Junos OS Default Settings for Device Security
Junos OS protects against common network device security weaknesses with the following default settings:
Junos OS does not forward directed broadcast messages. Directed broadcast services send ping requests from a spoofed source address to a broadcast address and can be used to attack other Internet users. For example, if broadcast ping messages were allowed on the 126.96.36.199/24 network, a single ping request could result in up to 254 responses to the supposed source of the ping. The source would actually become the victim of a denial-of-service (DoS) attack.
Generally, by default, only console access to the device is enabled. Remote management access to the device and all management access protocols, including Telnet, FTP, and SSH (Secure Shell), are disabled by default, unless the device setup specifically includes a factory-installed DHCP configuration.
Junos OS does not support the SNMP set capability for editing configuration data.

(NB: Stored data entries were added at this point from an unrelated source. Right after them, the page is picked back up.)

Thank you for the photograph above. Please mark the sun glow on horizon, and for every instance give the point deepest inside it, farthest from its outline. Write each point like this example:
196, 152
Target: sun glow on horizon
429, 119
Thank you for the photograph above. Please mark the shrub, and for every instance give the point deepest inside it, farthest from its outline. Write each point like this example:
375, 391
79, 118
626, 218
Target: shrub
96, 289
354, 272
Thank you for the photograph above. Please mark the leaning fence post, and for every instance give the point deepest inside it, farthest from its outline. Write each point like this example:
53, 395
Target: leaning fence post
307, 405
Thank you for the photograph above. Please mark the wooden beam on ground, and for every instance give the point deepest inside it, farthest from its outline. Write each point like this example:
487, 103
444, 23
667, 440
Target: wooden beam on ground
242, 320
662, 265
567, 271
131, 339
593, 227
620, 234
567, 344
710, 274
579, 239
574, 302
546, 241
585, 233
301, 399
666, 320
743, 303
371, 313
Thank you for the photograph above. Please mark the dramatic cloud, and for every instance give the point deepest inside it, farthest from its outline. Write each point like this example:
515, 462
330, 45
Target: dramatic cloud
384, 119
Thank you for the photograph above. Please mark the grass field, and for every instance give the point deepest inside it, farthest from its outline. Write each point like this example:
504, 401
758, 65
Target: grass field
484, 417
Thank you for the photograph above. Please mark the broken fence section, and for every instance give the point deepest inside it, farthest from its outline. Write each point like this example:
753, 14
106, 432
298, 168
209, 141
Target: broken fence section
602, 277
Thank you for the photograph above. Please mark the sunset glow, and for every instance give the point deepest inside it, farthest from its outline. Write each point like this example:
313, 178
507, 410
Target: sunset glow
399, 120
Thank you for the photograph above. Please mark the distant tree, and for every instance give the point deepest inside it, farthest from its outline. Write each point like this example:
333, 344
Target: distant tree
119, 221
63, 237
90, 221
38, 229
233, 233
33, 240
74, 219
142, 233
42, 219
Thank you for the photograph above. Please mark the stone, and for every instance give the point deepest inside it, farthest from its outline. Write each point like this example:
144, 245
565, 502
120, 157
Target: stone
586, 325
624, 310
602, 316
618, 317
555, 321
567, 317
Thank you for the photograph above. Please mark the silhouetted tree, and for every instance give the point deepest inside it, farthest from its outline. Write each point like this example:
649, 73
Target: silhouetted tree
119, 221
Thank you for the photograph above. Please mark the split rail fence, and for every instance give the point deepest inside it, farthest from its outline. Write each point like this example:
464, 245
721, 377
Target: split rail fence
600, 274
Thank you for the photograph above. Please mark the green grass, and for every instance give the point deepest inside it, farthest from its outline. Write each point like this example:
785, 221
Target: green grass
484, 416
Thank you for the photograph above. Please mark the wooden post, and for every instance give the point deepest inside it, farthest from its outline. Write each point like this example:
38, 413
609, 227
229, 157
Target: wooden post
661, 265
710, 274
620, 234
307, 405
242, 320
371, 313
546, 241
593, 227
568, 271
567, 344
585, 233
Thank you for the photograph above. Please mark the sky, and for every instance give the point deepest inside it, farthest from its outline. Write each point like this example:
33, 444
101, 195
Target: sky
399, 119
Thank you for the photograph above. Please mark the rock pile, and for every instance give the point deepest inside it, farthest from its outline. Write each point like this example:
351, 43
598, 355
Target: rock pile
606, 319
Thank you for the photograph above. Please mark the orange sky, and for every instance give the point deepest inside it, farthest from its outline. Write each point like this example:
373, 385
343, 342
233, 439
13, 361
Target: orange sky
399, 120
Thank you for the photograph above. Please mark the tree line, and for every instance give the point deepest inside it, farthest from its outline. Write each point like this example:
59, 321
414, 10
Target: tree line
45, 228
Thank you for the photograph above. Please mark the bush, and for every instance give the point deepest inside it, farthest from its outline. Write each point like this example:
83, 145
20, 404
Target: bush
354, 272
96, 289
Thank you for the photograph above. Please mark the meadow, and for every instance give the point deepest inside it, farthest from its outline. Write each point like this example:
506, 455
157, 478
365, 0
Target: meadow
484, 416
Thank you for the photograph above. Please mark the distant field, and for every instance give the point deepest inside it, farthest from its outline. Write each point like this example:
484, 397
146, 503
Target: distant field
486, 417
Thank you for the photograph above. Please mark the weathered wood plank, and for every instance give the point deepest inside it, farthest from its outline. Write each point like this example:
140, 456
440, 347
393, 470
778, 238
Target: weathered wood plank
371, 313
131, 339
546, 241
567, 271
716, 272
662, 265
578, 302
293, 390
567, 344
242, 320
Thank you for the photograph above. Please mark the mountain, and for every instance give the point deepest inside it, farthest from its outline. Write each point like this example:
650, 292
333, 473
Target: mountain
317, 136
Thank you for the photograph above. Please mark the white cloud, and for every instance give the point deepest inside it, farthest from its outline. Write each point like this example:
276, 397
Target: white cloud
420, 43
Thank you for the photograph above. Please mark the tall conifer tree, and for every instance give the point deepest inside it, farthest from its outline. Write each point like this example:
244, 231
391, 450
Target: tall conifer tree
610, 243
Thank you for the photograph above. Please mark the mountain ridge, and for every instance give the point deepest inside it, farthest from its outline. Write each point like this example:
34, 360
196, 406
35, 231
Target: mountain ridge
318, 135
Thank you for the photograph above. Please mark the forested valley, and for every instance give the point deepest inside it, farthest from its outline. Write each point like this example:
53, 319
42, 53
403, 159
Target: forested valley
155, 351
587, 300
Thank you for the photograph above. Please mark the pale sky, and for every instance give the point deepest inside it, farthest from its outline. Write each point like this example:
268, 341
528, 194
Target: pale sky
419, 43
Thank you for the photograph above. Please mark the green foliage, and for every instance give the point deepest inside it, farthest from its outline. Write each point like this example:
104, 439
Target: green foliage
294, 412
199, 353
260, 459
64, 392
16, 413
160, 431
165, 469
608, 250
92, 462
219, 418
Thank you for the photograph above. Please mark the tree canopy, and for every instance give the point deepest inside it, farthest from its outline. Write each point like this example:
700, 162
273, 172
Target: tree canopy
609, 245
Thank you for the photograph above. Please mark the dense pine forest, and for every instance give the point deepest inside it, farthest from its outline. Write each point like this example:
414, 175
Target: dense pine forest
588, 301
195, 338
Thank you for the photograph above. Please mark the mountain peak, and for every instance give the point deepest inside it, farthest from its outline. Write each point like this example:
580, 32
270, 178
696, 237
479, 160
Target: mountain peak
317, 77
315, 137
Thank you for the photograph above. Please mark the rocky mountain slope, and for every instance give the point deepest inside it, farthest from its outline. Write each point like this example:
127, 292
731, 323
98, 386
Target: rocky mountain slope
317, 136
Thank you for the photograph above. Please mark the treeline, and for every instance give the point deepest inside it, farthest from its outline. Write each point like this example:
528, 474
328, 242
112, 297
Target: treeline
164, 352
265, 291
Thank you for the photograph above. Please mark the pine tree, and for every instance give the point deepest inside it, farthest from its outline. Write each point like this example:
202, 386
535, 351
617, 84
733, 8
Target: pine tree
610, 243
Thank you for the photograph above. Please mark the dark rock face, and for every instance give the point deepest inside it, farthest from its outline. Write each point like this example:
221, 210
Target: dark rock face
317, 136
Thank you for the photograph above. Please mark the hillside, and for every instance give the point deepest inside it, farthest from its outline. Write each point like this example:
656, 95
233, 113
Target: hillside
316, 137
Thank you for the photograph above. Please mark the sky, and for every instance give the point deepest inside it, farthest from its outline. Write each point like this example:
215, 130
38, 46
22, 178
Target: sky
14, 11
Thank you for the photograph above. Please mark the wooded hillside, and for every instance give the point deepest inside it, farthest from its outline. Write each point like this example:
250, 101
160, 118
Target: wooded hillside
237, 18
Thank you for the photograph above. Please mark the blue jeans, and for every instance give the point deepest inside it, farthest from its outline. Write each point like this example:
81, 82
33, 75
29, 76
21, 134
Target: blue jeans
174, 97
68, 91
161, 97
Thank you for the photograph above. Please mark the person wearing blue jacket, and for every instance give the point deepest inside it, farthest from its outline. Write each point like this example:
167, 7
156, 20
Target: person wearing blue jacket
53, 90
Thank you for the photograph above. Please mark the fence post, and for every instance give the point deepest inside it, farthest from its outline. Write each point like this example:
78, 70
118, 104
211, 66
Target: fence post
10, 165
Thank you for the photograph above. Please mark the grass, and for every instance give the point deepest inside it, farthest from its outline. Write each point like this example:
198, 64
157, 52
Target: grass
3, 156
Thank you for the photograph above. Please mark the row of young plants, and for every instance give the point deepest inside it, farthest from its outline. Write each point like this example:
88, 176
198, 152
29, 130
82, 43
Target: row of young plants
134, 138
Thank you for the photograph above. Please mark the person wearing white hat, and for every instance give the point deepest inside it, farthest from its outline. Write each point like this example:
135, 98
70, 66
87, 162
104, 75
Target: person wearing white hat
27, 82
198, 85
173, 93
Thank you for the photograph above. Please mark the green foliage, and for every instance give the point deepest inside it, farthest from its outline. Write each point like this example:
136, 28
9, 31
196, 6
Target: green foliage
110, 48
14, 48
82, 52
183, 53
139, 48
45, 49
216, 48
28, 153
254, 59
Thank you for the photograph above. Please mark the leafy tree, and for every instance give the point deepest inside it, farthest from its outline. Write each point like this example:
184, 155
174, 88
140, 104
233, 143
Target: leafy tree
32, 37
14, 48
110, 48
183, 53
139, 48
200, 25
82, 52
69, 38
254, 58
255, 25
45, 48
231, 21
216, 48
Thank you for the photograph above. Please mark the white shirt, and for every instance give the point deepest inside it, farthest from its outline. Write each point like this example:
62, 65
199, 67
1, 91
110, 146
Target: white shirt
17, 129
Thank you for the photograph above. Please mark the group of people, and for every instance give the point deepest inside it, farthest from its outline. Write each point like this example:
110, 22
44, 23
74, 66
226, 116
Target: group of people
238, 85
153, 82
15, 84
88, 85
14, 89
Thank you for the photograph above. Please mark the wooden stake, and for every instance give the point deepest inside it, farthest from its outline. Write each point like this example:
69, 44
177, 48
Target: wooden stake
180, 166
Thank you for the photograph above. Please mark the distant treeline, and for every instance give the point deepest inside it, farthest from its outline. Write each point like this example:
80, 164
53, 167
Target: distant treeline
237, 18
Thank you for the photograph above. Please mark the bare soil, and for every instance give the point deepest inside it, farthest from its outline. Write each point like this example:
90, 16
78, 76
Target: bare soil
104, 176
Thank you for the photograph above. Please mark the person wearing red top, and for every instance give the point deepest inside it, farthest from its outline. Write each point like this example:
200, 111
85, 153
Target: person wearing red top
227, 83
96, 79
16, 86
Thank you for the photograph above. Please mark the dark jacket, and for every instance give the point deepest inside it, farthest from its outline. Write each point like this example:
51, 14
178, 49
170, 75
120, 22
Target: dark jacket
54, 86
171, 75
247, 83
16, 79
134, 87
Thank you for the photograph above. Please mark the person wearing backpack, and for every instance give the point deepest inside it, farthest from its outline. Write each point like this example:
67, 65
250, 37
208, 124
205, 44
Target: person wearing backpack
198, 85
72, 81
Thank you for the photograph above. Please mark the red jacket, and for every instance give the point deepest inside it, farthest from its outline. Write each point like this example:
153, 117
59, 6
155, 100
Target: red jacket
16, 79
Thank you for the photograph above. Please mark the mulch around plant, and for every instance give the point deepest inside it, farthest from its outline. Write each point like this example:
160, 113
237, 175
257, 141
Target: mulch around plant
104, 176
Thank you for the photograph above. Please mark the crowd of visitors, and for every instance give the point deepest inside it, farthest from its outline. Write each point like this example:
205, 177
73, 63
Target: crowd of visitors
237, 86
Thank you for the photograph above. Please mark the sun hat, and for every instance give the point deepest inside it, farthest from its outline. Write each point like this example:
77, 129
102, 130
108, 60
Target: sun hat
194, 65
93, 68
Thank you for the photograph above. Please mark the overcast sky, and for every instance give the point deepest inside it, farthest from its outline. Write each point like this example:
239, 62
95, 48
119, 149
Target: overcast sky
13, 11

Although the software supports the SNMP set capability for monitoring and troubleshooting the network, this support exposes no known security issues. (You can configure the software to disable this SNMP set capability.)
Junos OS ignores martian (intentionally non-routable) IP addresses that contain the following prefixes: 0.0.0.0/8, 127.0.0.0/8, 188.8.131.52/16, 184.108.40.206/16, 192.0.0.0/24, 220.127.116.11/24, and 240.0.0.0/4. Martian addresses are reserved host or network addresses about which all routing information should be ignored.